Actin and myosin XI motor protein OPAQUE1 increase TAN1 accumulation at de novo cell plate insertion sites. (A) Subsidiary cell divisions in the opaque1 (o1-n) mutant and wild-type (WT) siblings. (B) Boxplot of TAN1–YFP intensities at telophase in oriented and misoriented divisions in wild type and o1-n mutant cells. P=1.02×10^–12 (one-way ANOVA followed by Tukey's HSD, letters mark significant differences between groups). (C) TAN1–YFP accumulation in control and 25 µM LatB-treated dcd1 mutant cells. Bracket and asterisk indicate diffuse TAN1–YFP observed in LatB treatments. (D) Boxplot of TAN1–YFP intensity at misoriented divisions of dcd1 mutant in DMSO control (n=23 cells, N=2 plants) and 25 µM LatB (n=9 cells, N=2 plants) treatments. P=0.0417 (Wilcoxon rank sum test). (E) Time-lapse of dcd1 mutant cells in control and LatB treatments. Panels display two examples each of cells at the beginning and end of control or LatB treatment: (i,ii) Sharp TAN1 accumulation in control treatment, (iii,iv) reduced TAN1 accumulation in LatB treatment, and (v,vi) lack of TAN1 maintenance with Lat B treatment.
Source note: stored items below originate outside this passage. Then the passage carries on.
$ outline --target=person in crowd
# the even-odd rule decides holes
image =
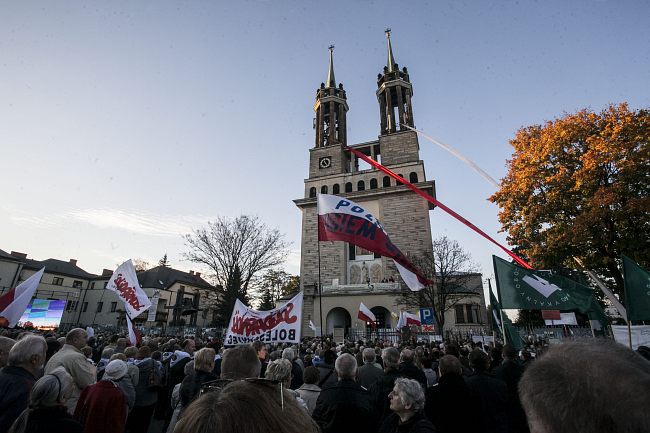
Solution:
[[[152,383],[156,375],[162,375],[162,365],[151,358],[149,346],[142,346],[135,355],[133,367],[138,371],[138,381],[135,385],[135,403],[129,413],[126,429],[131,433],[147,433],[158,402],[158,390]]]
[[[102,380],[81,392],[74,417],[84,433],[124,433],[127,404],[117,382],[127,371],[126,362],[115,359],[106,366]]]
[[[29,394],[42,374],[47,352],[43,337],[28,335],[18,340],[0,370],[0,433],[5,433],[29,404]]]
[[[138,354],[138,348],[135,346],[129,346],[124,349],[124,356],[126,356],[126,363],[133,364],[135,356]]]
[[[650,362],[603,339],[552,346],[519,382],[534,433],[649,432],[648,389]]]
[[[7,365],[7,358],[9,357],[9,351],[16,344],[16,340],[9,337],[0,337],[0,368]]]
[[[251,346],[235,346],[223,352],[222,379],[247,379],[260,376],[261,363]]]
[[[366,347],[361,353],[363,365],[359,367],[359,384],[370,389],[370,386],[383,376],[383,372],[379,364],[375,363],[375,349]]]
[[[488,373],[490,359],[482,350],[473,350],[469,363],[474,371],[467,378],[467,387],[478,396],[481,431],[508,432],[508,387],[506,383]]]
[[[415,379],[420,382],[423,389],[427,388],[427,377],[424,372],[415,365],[415,352],[413,350],[402,350],[397,371],[402,377],[408,377],[409,379]]]
[[[478,407],[478,400],[465,384],[463,366],[453,355],[438,362],[438,383],[426,390],[424,414],[437,433],[476,433],[477,417],[467,408]]]
[[[104,375],[104,369],[108,365],[109,362],[111,362],[111,356],[113,356],[113,349],[111,347],[105,347],[104,350],[102,350],[101,357],[99,358],[99,362],[97,363],[97,380],[102,380],[102,376]]]
[[[503,346],[496,345],[490,350],[490,366],[488,371],[495,370],[503,361]]]
[[[185,370],[185,364],[190,362],[194,356],[194,351],[196,350],[196,343],[192,339],[187,339],[183,341],[181,350],[176,350],[172,354],[169,360],[169,380],[167,385],[171,390],[177,383],[183,381],[183,371]]]
[[[524,370],[526,367],[528,367],[528,364],[530,364],[532,360],[533,356],[531,355],[530,351],[528,349],[521,349],[521,353],[519,354],[519,363]]]
[[[123,353],[114,353],[108,362],[114,361],[116,359],[126,362],[126,356],[124,356]],[[120,390],[124,393],[128,412],[131,413],[131,411],[133,410],[133,406],[135,405],[135,385],[133,385],[133,378],[131,377],[131,367],[133,366],[129,364],[127,364],[126,366],[127,366],[126,376],[124,376],[124,378],[120,379],[119,381],[116,381],[116,383],[117,386],[120,387]],[[136,368],[135,377],[136,379],[138,379],[139,378],[139,372],[137,371],[138,368],[137,367],[135,368]]]
[[[187,364],[185,364],[185,378],[189,376],[193,376],[194,373],[195,373],[194,361],[190,361]],[[169,421],[169,426],[167,427],[167,433],[174,433],[176,422],[178,421],[178,417],[183,410],[183,407],[181,406],[181,385],[182,384],[183,382],[177,384],[174,387],[174,390],[172,391],[172,398],[170,403],[173,412],[172,412],[172,417]]]
[[[528,433],[526,414],[519,400],[519,381],[524,368],[517,359],[517,351],[511,344],[503,346],[503,362],[494,370],[497,379],[506,383],[508,388],[508,423],[510,433]]]
[[[422,372],[427,378],[427,388],[438,383],[438,374],[433,369],[433,358],[431,356],[424,356],[422,358]]]
[[[334,364],[338,382],[324,388],[312,416],[323,433],[364,433],[376,430],[369,392],[359,385],[357,360],[341,354]]]
[[[61,345],[59,344],[59,341],[54,337],[47,337],[45,339],[45,342],[47,343],[47,361],[49,361],[50,358],[61,349]]]
[[[219,379],[212,374],[214,369],[214,349],[204,347],[194,354],[194,374],[185,376],[179,391],[181,407],[187,407],[201,390],[201,385]]]
[[[129,344],[129,340],[123,337],[118,338],[115,343],[115,350],[113,351],[113,353],[124,353],[127,344]]]
[[[292,370],[293,365],[288,359],[276,359],[273,362],[269,362],[265,377],[266,379],[282,383],[282,388],[288,388],[288,394],[298,400],[298,403],[305,409],[305,411],[308,411],[307,403],[305,403],[305,401],[300,397],[298,391],[289,388],[292,380]]]
[[[318,386],[325,389],[328,386],[336,384],[337,377],[334,370],[334,361],[336,361],[336,352],[332,349],[325,349],[320,354],[320,364],[318,364],[318,374],[320,380]]]
[[[305,367],[305,371],[302,375],[303,384],[298,388],[298,394],[300,398],[307,405],[307,411],[311,415],[314,412],[316,407],[316,400],[320,395],[321,389],[318,386],[318,381],[320,380],[320,375],[318,369],[314,366]]]
[[[183,411],[174,430],[174,433],[240,432],[319,433],[319,429],[286,389],[258,379],[237,380],[220,392],[200,396]]]
[[[253,346],[253,349],[255,349],[255,352],[257,352],[257,357],[260,359],[260,363],[262,364],[260,377],[264,377],[264,373],[266,373],[266,366],[268,365],[268,361],[266,360],[266,356],[268,355],[268,347],[266,347],[266,344],[264,342],[259,340],[253,341],[251,343],[251,346]]]
[[[9,433],[82,433],[65,402],[74,388],[72,377],[59,367],[36,381],[25,409]]]
[[[289,388],[293,390],[300,388],[300,385],[302,385],[303,368],[296,361],[297,357],[297,353],[290,347],[287,347],[282,351],[282,358],[291,363],[291,384],[289,385]]]
[[[458,346],[455,343],[445,344],[445,355],[455,356],[456,358],[458,358],[459,361],[461,361],[460,365],[463,367],[464,377],[469,377],[472,375],[472,369],[469,367],[469,362],[468,365],[463,365],[463,362],[460,359],[460,350],[458,349]]]
[[[399,351],[394,347],[387,347],[382,351],[384,361],[384,374],[369,389],[372,405],[377,411],[378,421],[381,423],[390,415],[390,400],[388,394],[395,386],[395,379],[400,377]]]
[[[61,350],[52,355],[45,365],[45,373],[50,373],[57,367],[63,367],[72,376],[76,388],[73,389],[72,395],[66,403],[68,412],[71,414],[75,410],[81,391],[96,381],[95,366],[90,364],[81,353],[81,348],[86,345],[87,341],[88,334],[84,329],[71,330],[65,336],[65,344]]]
[[[384,420],[379,433],[433,433],[435,431],[431,421],[422,413],[425,400],[420,382],[398,378],[388,398],[393,414]]]

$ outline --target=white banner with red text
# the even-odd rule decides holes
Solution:
[[[140,287],[135,267],[130,259],[115,269],[106,288],[115,292],[124,301],[124,308],[131,319],[135,319],[140,313],[151,307],[151,301]]]
[[[237,346],[257,340],[264,343],[299,343],[301,326],[302,292],[283,306],[269,311],[253,310],[237,299],[224,345]]]

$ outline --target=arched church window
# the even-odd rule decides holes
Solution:
[[[332,187],[332,194],[338,194],[339,191],[339,184],[335,183],[334,186]]]
[[[416,172],[412,171],[412,172],[409,174],[409,182],[411,182],[411,183],[418,183],[418,174],[417,174]]]
[[[384,188],[389,187],[389,186],[390,186],[390,177],[388,177],[388,176],[384,176],[384,179],[382,180],[381,183],[382,183],[382,186],[383,186]]]
[[[345,184],[345,192],[352,192],[352,182]]]
[[[312,186],[311,188],[309,188],[309,197],[312,197],[312,198],[316,197],[316,187],[315,186]]]
[[[357,191],[363,191],[365,189],[366,189],[366,183],[364,181],[360,180],[357,183]]]
[[[377,179],[370,179],[370,189],[377,189]]]
[[[320,187],[320,193],[321,194],[327,194],[327,185],[323,185]]]

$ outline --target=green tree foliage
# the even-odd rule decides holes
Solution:
[[[165,253],[165,255],[162,256],[162,259],[158,261],[158,266],[163,266],[165,268],[169,267],[169,260],[167,260],[167,253]]]
[[[258,294],[259,309],[271,310],[275,308],[280,298],[293,296],[300,290],[300,277],[290,275],[282,270],[269,269],[260,278],[260,291]]]
[[[490,200],[515,250],[538,269],[608,277],[623,296],[620,256],[650,265],[650,112],[581,110],[517,131],[508,173]]]

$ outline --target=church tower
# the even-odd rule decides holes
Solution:
[[[314,335],[311,320],[323,333],[365,326],[357,317],[359,302],[377,316],[379,326],[391,328],[399,311],[395,298],[408,290],[392,260],[343,242],[318,242],[317,193],[349,198],[382,223],[395,245],[407,255],[431,250],[430,206],[402,184],[384,176],[344,149],[345,145],[370,156],[395,173],[435,196],[435,184],[427,181],[413,126],[412,85],[406,68],[399,71],[393,57],[390,31],[386,32],[388,62],[377,80],[380,135],[359,143],[347,143],[347,97],[334,78],[333,47],[329,51],[327,81],[316,91],[315,141],[309,149],[309,177],[304,197],[294,200],[302,211],[300,284],[304,290],[303,335]],[[320,252],[320,255],[319,255]],[[322,290],[319,305],[318,285]]]

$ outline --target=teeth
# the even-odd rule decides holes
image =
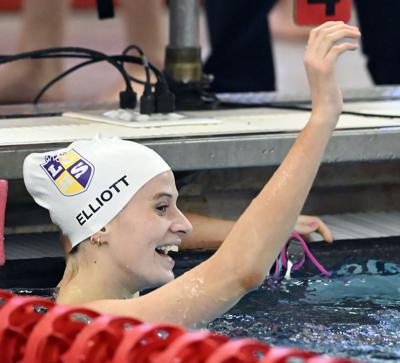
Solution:
[[[164,253],[168,253],[169,251],[178,252],[179,247],[177,245],[164,245],[164,246],[157,247],[157,250],[163,251]]]

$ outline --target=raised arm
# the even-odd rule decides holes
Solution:
[[[171,283],[137,299],[88,304],[98,311],[195,326],[234,305],[264,280],[303,207],[342,110],[335,79],[337,57],[356,43],[357,28],[329,22],[310,34],[305,52],[312,113],[268,184],[239,218],[218,251]]]

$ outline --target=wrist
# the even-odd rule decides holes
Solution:
[[[326,109],[321,111],[317,109],[311,112],[311,117],[308,123],[320,127],[321,129],[333,131],[339,121],[339,116],[340,112],[329,113]]]

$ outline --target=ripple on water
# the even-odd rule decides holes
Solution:
[[[399,362],[400,266],[379,272],[369,261],[350,270],[343,267],[330,279],[267,280],[209,328],[272,345]]]

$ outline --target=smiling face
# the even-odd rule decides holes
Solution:
[[[156,287],[174,278],[173,259],[181,238],[192,230],[176,206],[171,171],[146,183],[108,225],[111,259],[136,288]],[[132,280],[132,281],[129,281]]]

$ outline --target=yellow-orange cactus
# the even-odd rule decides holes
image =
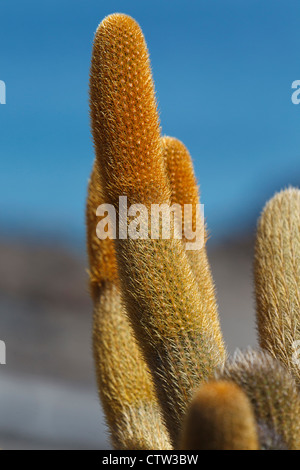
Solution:
[[[184,211],[182,214],[183,241],[187,243],[189,240],[185,237],[185,228],[190,222],[192,232],[196,232],[197,215],[199,216],[199,214],[197,214],[197,205],[200,204],[199,190],[194,174],[193,162],[189,151],[185,145],[180,142],[180,140],[175,139],[174,137],[163,137],[162,145],[164,160],[171,185],[171,203],[179,204],[182,208],[188,204],[192,205],[191,221],[186,220]],[[209,311],[212,328],[214,330],[214,338],[218,343],[220,354],[225,360],[226,352],[220,328],[214,283],[205,249],[206,233],[204,220],[201,218],[200,224],[200,232],[203,231],[203,246],[198,250],[187,250],[187,257],[200,290],[202,310]]]
[[[102,188],[94,168],[86,214],[93,352],[112,442],[118,449],[169,449],[152,379],[122,304],[114,241],[96,236],[96,209],[101,203]]]
[[[287,189],[266,205],[258,223],[255,286],[260,345],[300,385],[300,191]]]
[[[144,36],[129,16],[114,14],[97,29],[90,105],[97,164],[106,202],[167,202],[160,128]],[[157,158],[153,158],[153,156]]]
[[[106,18],[95,36],[91,120],[106,202],[116,210],[120,195],[149,209],[170,204],[148,52],[139,26],[125,15]],[[181,240],[117,239],[116,252],[128,315],[176,443],[187,398],[220,365],[223,351]]]
[[[291,375],[299,377],[291,365],[299,334],[298,192],[271,203],[258,230],[258,323],[261,346],[273,358],[247,352],[224,364],[204,221],[204,243],[192,251],[186,250],[189,240],[177,236],[176,217],[167,238],[161,230],[151,237],[151,215],[146,236],[96,236],[97,205],[111,204],[120,215],[120,196],[150,214],[153,204],[199,203],[188,151],[161,137],[146,43],[126,15],[110,15],[96,32],[90,106],[93,349],[114,447],[300,448],[299,390]],[[122,233],[131,221],[126,216]],[[193,230],[196,222],[195,210],[183,218]]]

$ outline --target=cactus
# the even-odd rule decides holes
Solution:
[[[300,191],[278,193],[259,220],[255,287],[260,345],[300,385]],[[297,347],[298,344],[298,347]]]
[[[299,390],[278,360],[265,351],[237,352],[216,375],[235,382],[246,393],[255,414],[261,449],[300,449]]]
[[[192,230],[196,231],[196,207],[199,204],[199,193],[197,181],[194,175],[193,162],[187,148],[178,139],[172,137],[164,137],[162,139],[163,155],[167,174],[171,184],[171,203],[179,204],[184,207],[185,204],[191,204],[193,207],[192,214]],[[184,236],[184,228],[189,220],[186,220],[183,214],[182,218],[182,232],[183,242],[187,242]],[[202,227],[201,227],[202,228]],[[204,227],[203,227],[204,229]],[[204,241],[206,242],[207,235],[204,232]],[[211,276],[211,271],[207,259],[205,247],[199,250],[188,250],[187,257],[189,259],[192,272],[198,283],[201,294],[203,309],[210,312],[210,319],[214,330],[215,340],[218,343],[219,351],[223,357],[226,358],[225,345],[222,338],[220,328],[218,307],[214,292],[214,283]]]
[[[186,417],[182,450],[258,450],[251,403],[232,382],[202,385]]]
[[[169,204],[146,44],[125,15],[108,17],[96,33],[91,118],[106,201],[117,211],[120,195],[149,209]],[[187,398],[221,361],[209,311],[181,240],[117,239],[116,252],[123,299],[175,444]]]
[[[268,310],[267,327],[262,327],[271,339],[261,345],[274,358],[262,351],[227,359],[206,254],[207,231],[196,211],[192,161],[180,141],[161,137],[147,46],[138,24],[126,15],[110,15],[97,29],[90,108],[96,154],[87,203],[93,350],[114,447],[300,448],[299,390],[291,375],[290,350],[281,357],[272,338],[278,331],[276,326],[272,330],[274,310]],[[128,212],[115,240],[99,240],[96,208],[110,204],[121,219],[121,196],[128,207],[139,204],[142,210],[143,205],[151,214],[146,231],[124,237],[132,223]],[[191,204],[193,211],[184,213],[182,221],[175,213],[167,238],[160,221],[153,237],[153,204]],[[290,218],[294,210],[296,204],[290,206]],[[199,221],[203,244],[189,251],[186,234],[180,239],[178,233],[186,225],[195,230]],[[286,270],[292,293],[297,293],[297,244],[288,242],[288,230],[294,233],[296,225],[297,218],[289,219],[283,245],[259,231],[256,260],[265,264],[256,268],[261,276],[257,292],[269,300],[270,247],[278,256],[275,269]],[[272,227],[276,231],[276,224]],[[280,262],[283,254],[289,262]],[[280,302],[285,300],[280,297]],[[262,316],[266,308],[259,306]],[[299,329],[295,315],[294,308],[284,311],[284,323],[278,324],[284,326],[285,344],[290,344],[289,334],[297,339],[290,329],[294,323]]]
[[[102,202],[94,167],[87,202],[87,247],[94,301],[93,352],[107,424],[118,449],[169,449],[153,382],[122,303],[114,242],[96,235],[96,209]]]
Carets (>) mark the division site and asterisks (*) mark de novo TAN1–YFP. Images in E are representative of n=15 and 17 cells in i,ii; n=13 and 18 cells in iii,iv; and n=5 and 18 cells in v,vi all from four plants. For boxplots, the box represents the 25–75th percentiles, and the median is indicated. Whiskers are for 1.5× the interquartile range from the quartile 1 and quartile 3 boundaries. AU, arbitrary units.